With a bright red enraged face, Jack comes around and leans in nice and close, pushing me to the side he closes the door, locking it, locking me in his office and screams "I said "What have you done? Are you deaf as well, bitch? I come in this morning and you are not coming to New York with me and I am on report for public drunkenness and there is talk of you pressing charges of assault. You think because you are the bitch of the 'Great' " with flailing hands he does air quotes around the Great, "Christian Grey that the rest of the world needs to revolve around you too. Is that what you think? Bitch? If it was up to me, you'd be out the door now and I'd never have to see your face again." He slams his hand into the door right near my head and grimaces, turning away, saying as he does so, "I can't believe I gave you a job, a fuckin job so that I could get close to that bastard."

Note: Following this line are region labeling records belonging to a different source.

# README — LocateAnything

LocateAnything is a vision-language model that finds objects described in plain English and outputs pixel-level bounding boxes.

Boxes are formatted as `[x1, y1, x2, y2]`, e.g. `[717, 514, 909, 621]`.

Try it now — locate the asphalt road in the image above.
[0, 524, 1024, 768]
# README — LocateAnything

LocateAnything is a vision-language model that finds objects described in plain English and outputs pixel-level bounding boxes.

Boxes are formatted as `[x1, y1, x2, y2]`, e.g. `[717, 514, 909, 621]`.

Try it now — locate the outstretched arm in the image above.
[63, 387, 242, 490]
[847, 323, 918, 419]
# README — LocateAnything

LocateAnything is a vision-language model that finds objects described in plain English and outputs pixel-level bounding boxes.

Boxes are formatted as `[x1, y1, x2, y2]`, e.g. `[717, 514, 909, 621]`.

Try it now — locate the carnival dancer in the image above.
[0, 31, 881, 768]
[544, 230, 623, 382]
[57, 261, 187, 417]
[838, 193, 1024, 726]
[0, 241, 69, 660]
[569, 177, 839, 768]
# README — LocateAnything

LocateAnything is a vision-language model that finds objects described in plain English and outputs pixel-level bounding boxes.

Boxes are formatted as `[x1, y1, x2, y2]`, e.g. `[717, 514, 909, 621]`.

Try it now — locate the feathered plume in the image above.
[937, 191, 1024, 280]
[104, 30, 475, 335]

Oh, interesting, I don't think he realised what he just said, he also smells of alcohol at 9am in the morning but what is more concerning to me is that I am locked in this room with him.
Before I have a chance to say anything, to defend myself and the fact that I haven't said anything to anyone, Jack comes back to me and grabs me by the throat, forcing me back against the door and slams his mouth on mine, the shock opening my mouth and his disgusting tongue is in my mouth.
What happens next then is a blur but I drop my crutches, grab his chin in my hands and dig my fingernails into the nerves of his neck while simultaneously, clamping my teeth into his tongue and twisted my head to the side, the pain of my bite has him releasing my throat so that he can attempt to grab my face or slap me. As the taste of his blood hits my mouth and is coupled by his disgusting saliva, I empty my breakfast on him, the pure revulsion making me vomit and that stops him for a second before he lunges back at me with a curse as he wipes his eyes.
I lifted my knee and managed to deliver a groin shot that has him immediately bent over double screaming at me, I connected my knee with his nose as he went down and it was a satisfying crunch that appeased the pain shooting through my pelvis just a little but my problem is that his body is now in front of the door and lying on my crutches and the noises coming from him indicate it won't be long in his enraged state before he'd be able to get up again.
The adrenaline rush surging through me disappears entirely though when suddenly the door simply crashes down on top of Jack's body and Sawyer is standing there, the look on his face one of concern turning to pure relief that I am still standing and I imagine clothed, his face changes though as I feel myself start to concertina down into a crumpled heap, his arms reach me just before I hit the floor and the last thing I see are the shocked faces of Jerry Roach and Kay Bestie, the company president and vice president and from behind them I hear an unmistakable roar.